In the last major gathering of international track and field stars before London 2012, athletes did not disappoint at the 2011 IPC Athletics World Championships smashing 57 World and 173 Championship records.
More than 1,000 athletes from 75 countries descended on Christchurch, New Zealand and beforehand some had feared a January Championships would not bring the best out of the athletes. They were soon proven wrong as records began to tumble as soon as the second race and continued to fall right through until the marathon on the final day of competition.
In a colourful Opening Ceremony held in the city’s Cathedral Square New Zealand’s Prime Minister the Rt. Hon John Key officially opened the event, whilst IPC Vice President Greg Hartung predicted that athletes would set the bar for what can be expected at London 2012.
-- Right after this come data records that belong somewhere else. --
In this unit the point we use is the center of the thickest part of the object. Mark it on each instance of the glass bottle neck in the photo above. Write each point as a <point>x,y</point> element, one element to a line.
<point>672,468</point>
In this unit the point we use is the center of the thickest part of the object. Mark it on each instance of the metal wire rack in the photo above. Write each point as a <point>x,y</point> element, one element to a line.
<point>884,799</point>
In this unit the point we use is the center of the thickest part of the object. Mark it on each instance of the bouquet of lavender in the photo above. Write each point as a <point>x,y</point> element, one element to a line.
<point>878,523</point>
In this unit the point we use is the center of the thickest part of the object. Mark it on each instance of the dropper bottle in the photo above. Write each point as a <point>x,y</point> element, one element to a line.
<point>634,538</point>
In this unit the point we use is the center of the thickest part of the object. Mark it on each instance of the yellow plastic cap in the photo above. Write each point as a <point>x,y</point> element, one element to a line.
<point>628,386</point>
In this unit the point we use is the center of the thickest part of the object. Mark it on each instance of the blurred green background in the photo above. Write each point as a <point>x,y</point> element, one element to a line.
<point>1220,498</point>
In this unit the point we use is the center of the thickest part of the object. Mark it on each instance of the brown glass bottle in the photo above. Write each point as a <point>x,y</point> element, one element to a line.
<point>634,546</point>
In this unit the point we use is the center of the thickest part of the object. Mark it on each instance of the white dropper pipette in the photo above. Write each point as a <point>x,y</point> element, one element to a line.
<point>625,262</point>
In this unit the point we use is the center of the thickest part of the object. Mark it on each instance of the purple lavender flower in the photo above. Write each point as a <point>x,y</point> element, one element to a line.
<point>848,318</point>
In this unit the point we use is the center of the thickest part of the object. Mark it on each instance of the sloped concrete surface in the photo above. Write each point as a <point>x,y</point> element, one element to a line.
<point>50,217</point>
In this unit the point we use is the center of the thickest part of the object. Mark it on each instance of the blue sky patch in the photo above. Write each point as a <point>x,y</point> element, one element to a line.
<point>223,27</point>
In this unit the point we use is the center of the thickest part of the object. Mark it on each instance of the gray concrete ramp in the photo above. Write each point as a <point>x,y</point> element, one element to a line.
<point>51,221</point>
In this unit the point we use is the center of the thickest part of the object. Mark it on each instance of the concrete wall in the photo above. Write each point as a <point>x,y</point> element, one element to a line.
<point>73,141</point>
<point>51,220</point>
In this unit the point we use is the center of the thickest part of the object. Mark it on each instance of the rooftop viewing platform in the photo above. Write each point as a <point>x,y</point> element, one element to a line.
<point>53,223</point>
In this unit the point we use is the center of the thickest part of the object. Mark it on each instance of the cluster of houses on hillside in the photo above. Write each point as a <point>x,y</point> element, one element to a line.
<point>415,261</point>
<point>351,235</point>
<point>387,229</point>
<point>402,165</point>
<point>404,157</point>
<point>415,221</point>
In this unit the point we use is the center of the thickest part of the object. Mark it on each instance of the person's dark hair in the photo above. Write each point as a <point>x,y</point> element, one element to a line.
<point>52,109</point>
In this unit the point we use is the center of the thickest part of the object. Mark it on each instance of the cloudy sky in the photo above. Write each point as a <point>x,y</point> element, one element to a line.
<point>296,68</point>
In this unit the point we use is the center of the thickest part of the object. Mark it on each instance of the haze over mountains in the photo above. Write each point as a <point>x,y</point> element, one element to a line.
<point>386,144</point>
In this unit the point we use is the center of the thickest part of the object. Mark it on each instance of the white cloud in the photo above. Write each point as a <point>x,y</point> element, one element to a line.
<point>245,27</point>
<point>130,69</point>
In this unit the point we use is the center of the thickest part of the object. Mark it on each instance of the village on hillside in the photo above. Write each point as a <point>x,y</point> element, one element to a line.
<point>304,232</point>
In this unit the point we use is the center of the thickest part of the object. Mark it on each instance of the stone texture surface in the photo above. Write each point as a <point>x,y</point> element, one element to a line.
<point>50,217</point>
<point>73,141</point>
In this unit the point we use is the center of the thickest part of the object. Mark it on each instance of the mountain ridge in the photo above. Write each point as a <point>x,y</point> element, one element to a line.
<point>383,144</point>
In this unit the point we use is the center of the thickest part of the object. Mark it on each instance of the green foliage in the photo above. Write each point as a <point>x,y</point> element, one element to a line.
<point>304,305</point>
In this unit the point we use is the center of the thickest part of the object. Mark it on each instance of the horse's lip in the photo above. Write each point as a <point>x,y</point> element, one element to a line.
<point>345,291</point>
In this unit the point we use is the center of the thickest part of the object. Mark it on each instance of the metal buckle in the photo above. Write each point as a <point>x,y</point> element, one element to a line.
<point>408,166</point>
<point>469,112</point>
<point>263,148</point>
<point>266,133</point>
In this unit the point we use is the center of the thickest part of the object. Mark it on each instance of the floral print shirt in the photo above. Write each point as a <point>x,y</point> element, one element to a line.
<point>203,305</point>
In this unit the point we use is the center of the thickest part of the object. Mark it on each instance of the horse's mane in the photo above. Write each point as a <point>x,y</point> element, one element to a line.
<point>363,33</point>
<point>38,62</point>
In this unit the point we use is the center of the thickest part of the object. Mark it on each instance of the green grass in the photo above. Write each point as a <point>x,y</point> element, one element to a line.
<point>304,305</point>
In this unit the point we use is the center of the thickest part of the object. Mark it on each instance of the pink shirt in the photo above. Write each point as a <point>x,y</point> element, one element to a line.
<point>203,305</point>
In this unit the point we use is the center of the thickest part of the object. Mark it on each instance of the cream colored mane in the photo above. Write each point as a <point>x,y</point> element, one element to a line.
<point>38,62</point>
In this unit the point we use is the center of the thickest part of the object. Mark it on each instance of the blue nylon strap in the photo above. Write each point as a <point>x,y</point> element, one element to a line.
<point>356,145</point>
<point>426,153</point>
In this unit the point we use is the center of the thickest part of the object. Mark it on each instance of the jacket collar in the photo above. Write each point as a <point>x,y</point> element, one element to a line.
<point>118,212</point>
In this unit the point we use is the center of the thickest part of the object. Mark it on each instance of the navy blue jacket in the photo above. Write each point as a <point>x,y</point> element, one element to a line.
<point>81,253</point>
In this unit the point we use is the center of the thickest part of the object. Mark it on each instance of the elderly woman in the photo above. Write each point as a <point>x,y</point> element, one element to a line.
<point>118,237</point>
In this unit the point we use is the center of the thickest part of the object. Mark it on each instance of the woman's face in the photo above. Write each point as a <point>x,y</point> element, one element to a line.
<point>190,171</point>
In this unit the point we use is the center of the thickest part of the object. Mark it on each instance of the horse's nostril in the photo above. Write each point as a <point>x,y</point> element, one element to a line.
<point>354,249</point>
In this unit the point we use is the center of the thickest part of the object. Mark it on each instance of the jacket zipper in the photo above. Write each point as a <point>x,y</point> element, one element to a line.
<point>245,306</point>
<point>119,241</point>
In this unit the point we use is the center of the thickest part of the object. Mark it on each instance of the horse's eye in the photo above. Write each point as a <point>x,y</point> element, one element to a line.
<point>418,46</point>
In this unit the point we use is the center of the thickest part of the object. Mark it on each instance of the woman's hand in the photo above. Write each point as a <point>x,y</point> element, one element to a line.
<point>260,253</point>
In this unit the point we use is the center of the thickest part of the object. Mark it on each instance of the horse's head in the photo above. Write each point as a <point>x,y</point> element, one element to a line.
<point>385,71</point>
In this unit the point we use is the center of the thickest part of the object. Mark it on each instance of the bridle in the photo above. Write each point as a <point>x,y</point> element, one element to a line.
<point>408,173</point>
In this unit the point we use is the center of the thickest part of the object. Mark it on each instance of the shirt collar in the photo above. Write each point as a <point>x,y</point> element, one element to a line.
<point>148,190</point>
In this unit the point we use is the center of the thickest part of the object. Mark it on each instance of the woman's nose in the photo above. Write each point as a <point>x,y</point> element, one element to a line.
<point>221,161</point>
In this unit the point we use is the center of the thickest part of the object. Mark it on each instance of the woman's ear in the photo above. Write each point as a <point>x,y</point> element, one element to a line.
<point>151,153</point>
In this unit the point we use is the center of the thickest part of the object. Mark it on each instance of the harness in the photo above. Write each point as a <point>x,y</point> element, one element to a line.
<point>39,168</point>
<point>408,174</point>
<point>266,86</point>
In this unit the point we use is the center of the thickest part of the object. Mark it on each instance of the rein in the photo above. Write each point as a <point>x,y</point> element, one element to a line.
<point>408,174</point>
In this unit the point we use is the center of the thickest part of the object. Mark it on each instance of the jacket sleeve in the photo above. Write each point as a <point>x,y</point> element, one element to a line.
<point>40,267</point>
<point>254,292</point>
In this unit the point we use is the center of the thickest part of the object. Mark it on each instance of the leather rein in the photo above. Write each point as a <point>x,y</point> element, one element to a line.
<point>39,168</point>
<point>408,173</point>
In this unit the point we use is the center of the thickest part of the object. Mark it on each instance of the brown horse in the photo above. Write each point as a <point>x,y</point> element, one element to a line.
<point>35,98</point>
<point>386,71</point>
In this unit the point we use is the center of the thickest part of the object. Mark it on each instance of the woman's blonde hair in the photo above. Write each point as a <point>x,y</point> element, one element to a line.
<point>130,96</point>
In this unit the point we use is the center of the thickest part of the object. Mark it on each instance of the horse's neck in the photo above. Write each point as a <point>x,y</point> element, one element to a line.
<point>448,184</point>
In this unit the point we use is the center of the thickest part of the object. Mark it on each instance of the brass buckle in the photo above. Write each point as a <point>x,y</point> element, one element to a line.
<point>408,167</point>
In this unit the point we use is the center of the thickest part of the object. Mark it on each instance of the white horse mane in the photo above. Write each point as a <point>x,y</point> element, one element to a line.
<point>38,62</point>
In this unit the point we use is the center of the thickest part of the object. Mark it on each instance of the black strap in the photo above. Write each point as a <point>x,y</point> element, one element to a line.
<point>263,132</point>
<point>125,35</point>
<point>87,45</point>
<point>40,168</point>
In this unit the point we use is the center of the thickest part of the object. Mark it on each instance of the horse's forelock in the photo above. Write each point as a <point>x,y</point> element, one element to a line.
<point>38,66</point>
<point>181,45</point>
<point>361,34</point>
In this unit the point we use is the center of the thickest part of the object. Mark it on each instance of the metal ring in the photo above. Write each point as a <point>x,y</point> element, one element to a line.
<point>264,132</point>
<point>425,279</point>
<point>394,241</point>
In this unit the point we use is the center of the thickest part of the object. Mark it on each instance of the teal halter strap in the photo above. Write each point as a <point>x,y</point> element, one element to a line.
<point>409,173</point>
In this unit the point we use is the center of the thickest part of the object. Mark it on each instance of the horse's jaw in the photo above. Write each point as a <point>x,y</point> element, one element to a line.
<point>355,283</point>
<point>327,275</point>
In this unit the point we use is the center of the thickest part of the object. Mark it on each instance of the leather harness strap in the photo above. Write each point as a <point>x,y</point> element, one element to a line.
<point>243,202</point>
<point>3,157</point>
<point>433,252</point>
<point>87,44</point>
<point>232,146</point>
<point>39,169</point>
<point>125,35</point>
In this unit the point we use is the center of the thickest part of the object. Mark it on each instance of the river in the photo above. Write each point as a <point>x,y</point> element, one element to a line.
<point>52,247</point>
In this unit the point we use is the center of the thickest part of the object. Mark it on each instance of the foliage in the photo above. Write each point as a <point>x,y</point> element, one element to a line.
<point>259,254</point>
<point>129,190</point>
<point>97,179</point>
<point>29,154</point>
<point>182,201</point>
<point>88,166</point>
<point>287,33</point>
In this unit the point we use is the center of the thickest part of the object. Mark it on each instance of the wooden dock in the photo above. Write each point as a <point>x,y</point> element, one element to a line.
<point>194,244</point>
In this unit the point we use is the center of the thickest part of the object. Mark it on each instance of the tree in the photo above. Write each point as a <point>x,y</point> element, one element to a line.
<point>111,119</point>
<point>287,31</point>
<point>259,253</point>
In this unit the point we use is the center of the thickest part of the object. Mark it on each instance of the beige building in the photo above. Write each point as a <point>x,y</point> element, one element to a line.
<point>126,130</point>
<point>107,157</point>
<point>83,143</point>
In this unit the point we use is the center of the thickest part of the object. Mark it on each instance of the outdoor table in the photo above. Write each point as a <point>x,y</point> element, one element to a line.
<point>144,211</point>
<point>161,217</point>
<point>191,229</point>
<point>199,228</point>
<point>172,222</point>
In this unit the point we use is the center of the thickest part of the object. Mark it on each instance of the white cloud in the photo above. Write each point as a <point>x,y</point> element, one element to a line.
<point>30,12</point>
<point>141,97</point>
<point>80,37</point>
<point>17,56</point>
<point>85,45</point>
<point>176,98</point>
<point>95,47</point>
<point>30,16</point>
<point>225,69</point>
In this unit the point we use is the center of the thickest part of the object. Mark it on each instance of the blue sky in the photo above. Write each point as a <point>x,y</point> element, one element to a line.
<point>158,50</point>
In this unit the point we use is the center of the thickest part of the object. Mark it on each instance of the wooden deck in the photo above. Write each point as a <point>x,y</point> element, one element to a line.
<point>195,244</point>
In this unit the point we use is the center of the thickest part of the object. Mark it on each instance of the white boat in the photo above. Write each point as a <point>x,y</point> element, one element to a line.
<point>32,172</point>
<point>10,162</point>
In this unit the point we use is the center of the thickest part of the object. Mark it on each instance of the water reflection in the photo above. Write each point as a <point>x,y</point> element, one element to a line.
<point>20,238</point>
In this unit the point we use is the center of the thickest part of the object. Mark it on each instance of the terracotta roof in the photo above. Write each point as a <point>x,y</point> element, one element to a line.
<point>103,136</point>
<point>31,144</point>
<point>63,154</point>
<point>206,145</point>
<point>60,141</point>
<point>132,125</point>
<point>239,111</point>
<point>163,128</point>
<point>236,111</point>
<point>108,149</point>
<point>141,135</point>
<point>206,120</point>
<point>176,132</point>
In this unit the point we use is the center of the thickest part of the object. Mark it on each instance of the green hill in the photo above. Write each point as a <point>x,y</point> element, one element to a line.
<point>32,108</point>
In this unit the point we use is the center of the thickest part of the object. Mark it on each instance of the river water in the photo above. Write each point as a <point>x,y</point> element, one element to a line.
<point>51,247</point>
For many the race of the Championships was the Men’s 100m T44 race which saw all seven sprinters cross the line in under 12 seconds and just 0.09 seconds separate the top four finishers.
After losing by a whisker at the Beijing 2008 Paralympic Games, American Jerome Singleton became the first man in seven years to beat his arch rival South African Oscar Pistorius to secure World Championship gold.
Despite a hugely successful nine days at the QEII Stadium, the last day of the Championships saw two teams withdraw from the Marathon event due to safety concerns after it was revealed no roads would be closed for the race.
The IPC has since written to all athletes involved in the race to apologize for the problems. A full review of what went wrong is currently being undertaken by the IPC in conjunction with the Local Organizing Committee to ensure such problems never occur again.
Those racers that did compete though provided a fitting finale to a memorable 10 days of Athletics competition. Spain’s Alberto Suarez set a new World record of 2:28:10 in the Men’s T12 for visually impaired athletes whilst the T54 men’s and women’s races were absolute thrillers with photo finishes having to be needed for both races.
Overall, China topped the medal table with 58 medals however it was Brazil’s improvement that most caught the eye. After finishing in 17th place at the last World Championships in 2006, Brazil finished third in Christchurch and were rewarded with a reception hosted by new Brazilian President Dilma Rousseff upon their arrival back home.